Blockchain infrastructure company Chainlink said it is joining a group of banks that collectively represent more than $10 trillion in assets under management to unlock real-time and stable cross-border payments for foreign exchange within a year.
The coalition, called Project Pangea, aims to redefine global foreign exchange markets, Niki Ariyasinghe, Chainlink’s vice president for Asia Pacific and the Middle East, said in a video interview on Tuesday. Besides Chainlink, the group includes Qivalis, a euro stablecoin consortium backed by 37 European banks, and UniKA, a Korean banking alliance representing more than 10 commercial banks.
The project aims to explore moving foreign exchange settlement from a traditional 48-hour time frame (T+2) to near instantaneous settlement (T+0) using regulated stablecoins linked to the Euro and South Korean Won, or crypto tokens whose value is linked 1:1 to the underlying currency.

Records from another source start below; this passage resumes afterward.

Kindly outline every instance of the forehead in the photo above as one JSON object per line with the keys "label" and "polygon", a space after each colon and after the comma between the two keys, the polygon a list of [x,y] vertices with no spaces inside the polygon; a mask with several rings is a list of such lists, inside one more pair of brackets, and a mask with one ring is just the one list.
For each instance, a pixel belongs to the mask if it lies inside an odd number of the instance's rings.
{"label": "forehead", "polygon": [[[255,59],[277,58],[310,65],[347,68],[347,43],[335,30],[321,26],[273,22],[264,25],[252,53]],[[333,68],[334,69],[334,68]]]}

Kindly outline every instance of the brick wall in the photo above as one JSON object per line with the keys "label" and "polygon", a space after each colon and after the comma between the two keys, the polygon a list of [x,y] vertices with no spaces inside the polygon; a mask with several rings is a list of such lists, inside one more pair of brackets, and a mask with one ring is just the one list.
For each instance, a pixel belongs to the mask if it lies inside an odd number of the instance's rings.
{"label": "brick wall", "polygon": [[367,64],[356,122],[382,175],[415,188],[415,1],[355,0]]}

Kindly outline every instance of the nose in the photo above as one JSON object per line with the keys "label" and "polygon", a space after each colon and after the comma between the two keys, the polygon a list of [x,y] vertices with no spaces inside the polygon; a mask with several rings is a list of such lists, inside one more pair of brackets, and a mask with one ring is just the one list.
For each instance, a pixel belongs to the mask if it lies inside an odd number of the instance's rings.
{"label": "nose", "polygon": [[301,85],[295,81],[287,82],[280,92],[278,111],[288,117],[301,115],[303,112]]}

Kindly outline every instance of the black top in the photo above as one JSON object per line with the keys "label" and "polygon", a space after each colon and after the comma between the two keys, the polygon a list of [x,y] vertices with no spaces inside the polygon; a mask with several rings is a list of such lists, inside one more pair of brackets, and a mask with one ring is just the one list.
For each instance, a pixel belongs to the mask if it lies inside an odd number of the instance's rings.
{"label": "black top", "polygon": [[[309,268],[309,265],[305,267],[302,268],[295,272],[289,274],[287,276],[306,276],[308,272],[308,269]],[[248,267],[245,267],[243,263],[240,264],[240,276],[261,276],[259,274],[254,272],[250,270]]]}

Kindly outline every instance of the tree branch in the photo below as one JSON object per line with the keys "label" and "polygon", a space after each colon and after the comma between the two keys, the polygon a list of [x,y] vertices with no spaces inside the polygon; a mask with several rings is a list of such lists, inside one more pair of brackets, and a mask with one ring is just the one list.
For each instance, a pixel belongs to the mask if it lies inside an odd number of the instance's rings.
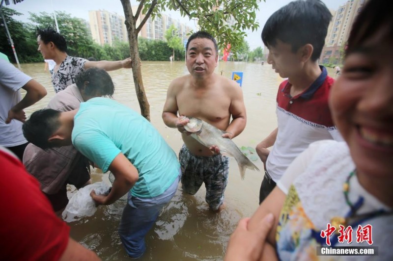
{"label": "tree branch", "polygon": [[139,15],[140,14],[140,11],[142,10],[142,8],[143,7],[143,4],[146,1],[146,0],[141,0],[140,2],[139,3],[138,9],[137,10],[137,12],[135,13],[135,21],[137,21],[139,17]]}
{"label": "tree branch", "polygon": [[[234,6],[233,8],[230,9],[230,11],[225,11],[225,12],[223,12],[223,14],[224,14],[225,15],[228,14],[232,14],[232,11],[234,10],[237,9],[238,7],[241,7],[241,5],[238,4],[237,5],[236,5],[236,6]],[[208,15],[204,15],[204,16],[207,17],[208,16],[212,16],[212,15],[213,15],[213,14],[209,14]]]}
{"label": "tree branch", "polygon": [[139,26],[136,29],[136,32],[137,34],[139,33],[140,31],[140,29],[142,29],[142,27],[146,23],[146,21],[147,21],[147,19],[149,19],[149,17],[150,16],[150,14],[151,14],[151,12],[153,12],[153,9],[154,9],[154,7],[156,7],[156,5],[157,5],[157,0],[153,0],[153,1],[151,3],[151,5],[150,6],[150,8],[149,8],[148,11],[147,11],[147,12],[146,13],[146,15],[145,15],[144,17],[143,17],[143,20],[140,22],[140,24],[139,25]]}
{"label": "tree branch", "polygon": [[[179,4],[179,5],[178,5],[178,7],[180,6],[180,7],[181,7],[181,9],[183,9],[183,10],[184,11],[184,12],[186,13],[186,14],[187,14],[187,15],[188,16],[188,17],[190,18],[190,17],[191,16],[191,14],[188,12],[188,10],[187,10],[187,9],[183,5],[182,2],[179,1],[179,0],[175,0],[175,1],[177,3]],[[176,7],[176,8],[177,8],[177,7]]]}

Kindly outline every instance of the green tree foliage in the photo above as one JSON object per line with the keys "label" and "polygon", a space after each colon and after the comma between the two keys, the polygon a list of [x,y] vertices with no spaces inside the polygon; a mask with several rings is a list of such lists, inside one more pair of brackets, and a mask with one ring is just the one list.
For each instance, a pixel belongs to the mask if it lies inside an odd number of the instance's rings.
{"label": "green tree foliage", "polygon": [[[64,12],[56,12],[56,17],[60,33],[67,41],[67,53],[72,56],[89,56],[93,39],[84,21]],[[40,28],[56,28],[53,15],[45,12],[38,15],[30,13],[29,19]]]}
{"label": "green tree foliage", "polygon": [[[19,61],[42,61],[42,56],[37,52],[37,38],[32,31],[32,26],[14,19],[13,16],[18,16],[22,14],[13,9],[2,7],[1,11],[7,23]],[[16,62],[11,44],[7,37],[2,19],[0,19],[0,52],[6,54],[10,61]]]}
{"label": "green tree foliage", "polygon": [[[147,11],[155,0],[144,4]],[[242,46],[244,31],[256,30],[259,24],[256,21],[255,11],[258,9],[260,0],[158,0],[157,11],[152,15],[163,10],[179,11],[184,17],[195,21],[200,30],[210,33],[217,41],[219,49],[227,43],[231,51],[236,53]],[[141,0],[140,2],[145,2]]]}
{"label": "green tree foliage", "polygon": [[[260,0],[137,0],[139,4],[136,11],[133,11],[130,0],[120,0],[126,19],[137,97],[141,114],[147,120],[150,119],[150,105],[139,62],[138,35],[148,19],[154,19],[166,10],[180,11],[182,16],[196,21],[201,30],[215,37],[220,49],[231,44],[234,52],[246,35],[244,30],[251,28],[253,31],[259,27],[255,11]],[[141,13],[145,15],[144,17],[140,17]]]}
{"label": "green tree foliage", "polygon": [[171,25],[169,28],[165,31],[165,39],[167,39],[168,46],[172,48],[172,55],[173,55],[174,61],[175,60],[175,57],[179,58],[184,57],[185,52],[184,46],[181,38],[179,37],[177,29],[173,24]]}
{"label": "green tree foliage", "polygon": [[161,40],[138,39],[140,57],[142,61],[168,61],[172,50]]}

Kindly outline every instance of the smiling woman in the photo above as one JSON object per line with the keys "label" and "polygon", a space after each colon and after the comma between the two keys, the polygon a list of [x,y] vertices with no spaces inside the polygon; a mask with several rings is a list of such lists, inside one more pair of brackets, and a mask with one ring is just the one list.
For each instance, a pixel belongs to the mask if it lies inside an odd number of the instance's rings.
{"label": "smiling woman", "polygon": [[315,142],[297,157],[248,225],[239,224],[231,255],[250,250],[243,243],[250,237],[261,242],[252,232],[263,226],[266,231],[269,222],[261,220],[273,212],[267,243],[254,247],[269,260],[276,253],[280,260],[314,260],[323,255],[318,249],[339,246],[377,246],[378,260],[393,260],[393,17],[386,3],[370,0],[357,17],[331,93],[334,120],[345,142]]}

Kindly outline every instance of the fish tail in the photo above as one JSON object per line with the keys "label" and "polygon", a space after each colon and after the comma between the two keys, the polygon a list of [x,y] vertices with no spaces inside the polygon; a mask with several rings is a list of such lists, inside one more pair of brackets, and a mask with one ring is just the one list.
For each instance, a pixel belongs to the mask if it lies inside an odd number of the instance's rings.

The initiative will evaluate whether stablecoins can be exchanged through atomic payment-for-payment (PvP) settlement, in which both sides of a currency transaction settle simultaneously or not at all, thereby reducing counterparty and settlement risk.
The project goes beyond a technological experiment, Ariyasinghe said. Chainlink draws a line in the sand between theoretical “proofs of concept” and actual infrastructure.